Simple-BBQ, A barbecue lovers website

BBQ Types

There are many barbecues available and some are better than others depending on what you want to cook, the space you have and your particular preference. Barbecues fall in to four groups;

  • Charcoal
  • Gas
  • Portable
  • Electric

Charcoal

Charcoal is really the essence of barbecue and there is some snobbery amongst charcoal barbecueists (Is that a word?) about those who prefer gas. And I must admit to falling into that school of thought too. Charcoal imparts a wonderful flavour into you food that gas simply can't. Charcoal cooking really doesn't need to be a dirty or messy business but I see the instant heat a gas barbecue has to offer as potentially advantageous. Certainly charcoal barbecues can appear complex if you don't know what it is all about but if you do get to know your charcoal barbecue you will cook great BBQ with that distinctive smokey flavour. Grilling really refers to the technique of placing meet over hot coals. You will learn more about that on the grilling page.

Kettle barbecues are my personal favourite. These barbecues have the ability grill food over hot charcoal but are also versatile enough to hot roast. Hot roasting a whole chicken or a pork loin produces wonderfully flavoured food which is moist and produced that all important crispy skin. Who can resist? Kettle barbecues will also let you cook low and slow. This is a wonderful cooking technique that produces food packed with flavour, is moist and is so tender it will literally break up under it's own weight. If you have ever had a pulled pork sandwich or had a hog roast and wanted to make it yourself this is the barbecue for you.

Gas

Arguably more expensive, they certainly can be, gas barbecues do offer convenience and predictability in compensation. There is also the case that they are cleaner, you're not handling charcoal after all. I do like the relatively instant nature of gas barbecues, especially on a busy day.

You can cook almost anything on a gas barbecue. Pick one with a lid and check it has a couple of burners (or more) and there is no reason not be able to grill, roast and even low and slow. Alright, you might loose the smokey flavours of low and slow, though you can still create wood smoke, but temperature control is simple.

Portable

Portable barbecues come in different styles from a simple bucket with a grill over the top, mini kettles and skottle braais which are particularly common in Southern Africa. Portable barbecues let you cook small amounts of meat quickly. If you don't have much food to cook or need to cook quickly or on the move portable barbecues are ideal. You'll need to look at what's available as you may have no desire to own a small barbecue that needs a gas bottle to be taken with it. Though in the case of a skottle braai the gas bottle forms part of the barbecue itself. I like the small charcoal grills though the skottle braai is great in the cooler months or for cooking breakfast outside.

Electric

Gaining in popularity, electric barbecues offer the clean and convenience of gas. Electricity, may or may not be a source of energy that you can utilise easily. There's always a danger of a power cut but perhaps less likely than running out of gas.

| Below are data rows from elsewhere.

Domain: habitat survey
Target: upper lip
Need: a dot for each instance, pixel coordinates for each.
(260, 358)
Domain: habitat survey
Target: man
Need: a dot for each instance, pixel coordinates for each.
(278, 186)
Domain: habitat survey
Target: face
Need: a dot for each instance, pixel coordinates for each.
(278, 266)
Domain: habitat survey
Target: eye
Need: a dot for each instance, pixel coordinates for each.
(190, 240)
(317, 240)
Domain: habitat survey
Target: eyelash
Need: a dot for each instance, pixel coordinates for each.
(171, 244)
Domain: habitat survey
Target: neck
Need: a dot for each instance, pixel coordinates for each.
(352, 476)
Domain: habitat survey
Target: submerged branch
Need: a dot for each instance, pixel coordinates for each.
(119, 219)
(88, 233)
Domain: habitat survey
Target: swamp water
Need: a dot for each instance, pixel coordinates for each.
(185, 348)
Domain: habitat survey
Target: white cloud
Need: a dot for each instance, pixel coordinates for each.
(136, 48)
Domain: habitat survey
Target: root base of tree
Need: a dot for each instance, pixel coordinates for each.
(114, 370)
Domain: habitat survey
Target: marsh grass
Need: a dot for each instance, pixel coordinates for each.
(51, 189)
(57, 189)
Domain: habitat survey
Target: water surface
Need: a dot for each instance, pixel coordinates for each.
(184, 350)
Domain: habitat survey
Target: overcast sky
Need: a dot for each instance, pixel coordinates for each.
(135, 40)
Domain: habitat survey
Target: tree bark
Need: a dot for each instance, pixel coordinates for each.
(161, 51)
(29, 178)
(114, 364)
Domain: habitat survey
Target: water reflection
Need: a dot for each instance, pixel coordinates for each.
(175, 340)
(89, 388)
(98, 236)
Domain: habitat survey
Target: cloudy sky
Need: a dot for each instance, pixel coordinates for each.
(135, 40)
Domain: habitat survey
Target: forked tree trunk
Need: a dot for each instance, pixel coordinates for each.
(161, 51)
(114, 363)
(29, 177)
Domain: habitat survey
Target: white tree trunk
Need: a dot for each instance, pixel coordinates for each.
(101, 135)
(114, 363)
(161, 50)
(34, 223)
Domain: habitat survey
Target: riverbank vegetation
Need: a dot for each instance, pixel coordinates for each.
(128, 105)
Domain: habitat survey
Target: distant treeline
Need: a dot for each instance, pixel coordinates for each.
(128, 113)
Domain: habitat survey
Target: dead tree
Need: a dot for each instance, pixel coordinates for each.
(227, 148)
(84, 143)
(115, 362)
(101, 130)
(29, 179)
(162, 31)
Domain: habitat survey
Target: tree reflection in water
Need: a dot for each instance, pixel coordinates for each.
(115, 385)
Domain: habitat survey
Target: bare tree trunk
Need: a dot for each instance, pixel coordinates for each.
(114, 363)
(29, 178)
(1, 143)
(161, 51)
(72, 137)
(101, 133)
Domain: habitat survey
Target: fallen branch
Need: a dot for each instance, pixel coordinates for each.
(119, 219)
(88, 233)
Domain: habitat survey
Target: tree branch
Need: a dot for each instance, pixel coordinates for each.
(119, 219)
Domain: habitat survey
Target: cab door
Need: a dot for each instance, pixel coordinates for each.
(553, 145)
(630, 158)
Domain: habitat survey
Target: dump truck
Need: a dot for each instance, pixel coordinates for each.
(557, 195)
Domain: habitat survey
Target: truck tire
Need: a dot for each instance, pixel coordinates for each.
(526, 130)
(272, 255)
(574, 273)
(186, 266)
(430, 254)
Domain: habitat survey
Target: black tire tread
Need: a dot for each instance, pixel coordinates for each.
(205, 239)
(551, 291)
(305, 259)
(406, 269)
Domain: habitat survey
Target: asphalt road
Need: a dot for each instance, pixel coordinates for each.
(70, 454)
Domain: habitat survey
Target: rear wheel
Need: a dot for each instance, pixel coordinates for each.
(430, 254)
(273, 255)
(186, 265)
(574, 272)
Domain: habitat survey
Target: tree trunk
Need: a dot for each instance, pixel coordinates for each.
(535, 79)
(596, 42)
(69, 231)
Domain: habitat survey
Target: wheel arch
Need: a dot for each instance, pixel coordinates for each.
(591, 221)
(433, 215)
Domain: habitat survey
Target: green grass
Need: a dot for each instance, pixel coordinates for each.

Pellet smokers are probably the most common form of electric barbecue. Though more synonymous with cooking low and slow, they can cook up a variety of different foods. The basic principal of a pellet smoker is that an electric element burns wood pellets that are fed to it from a hopper using an auger. Temperature control with this is very accurate and the hopper can by filled to last hours. This is great if you have a tendency to wonder off, or have to be somewhere while your food is cooking. Perhaps you want to cook a chicken or a pork shoulder, you know how long it will take and with the correct setup you can leave it do it's own devices.

An electric barbecue is capable of cooking most things. Choose carefully to make sure that it the model you are looking at really is capable of hitting the higher temperatures you need to grill. There is some conjecture that pellet smokers can not reach the optimum temperature required to cook a steak. But there is evidence to the contrary with many models.

Other types of barbecue

In the USA offset smokers are common for cooking low and slow food. In Europe these are much harder to find. Without doubt these cookers can produce great food. As they are quite bulky I don't have one. A number of manufactures, including Weber, produce upright smokers. These could probably be adapted to work like a kettle grill. These cookers are smaller than the offset and are capable of cooking huge amounts of meat at a time. If you are determined to cook low and slow and need to do it in large quantities or if the kettle barbecue technique proves more work than you want, then these are the equipment you need. However, I convert my Kettle barbecue into a smoker when I want to smoke food using my Barbecue Stacker. This sits between the kettle and the lid and makes the space I need.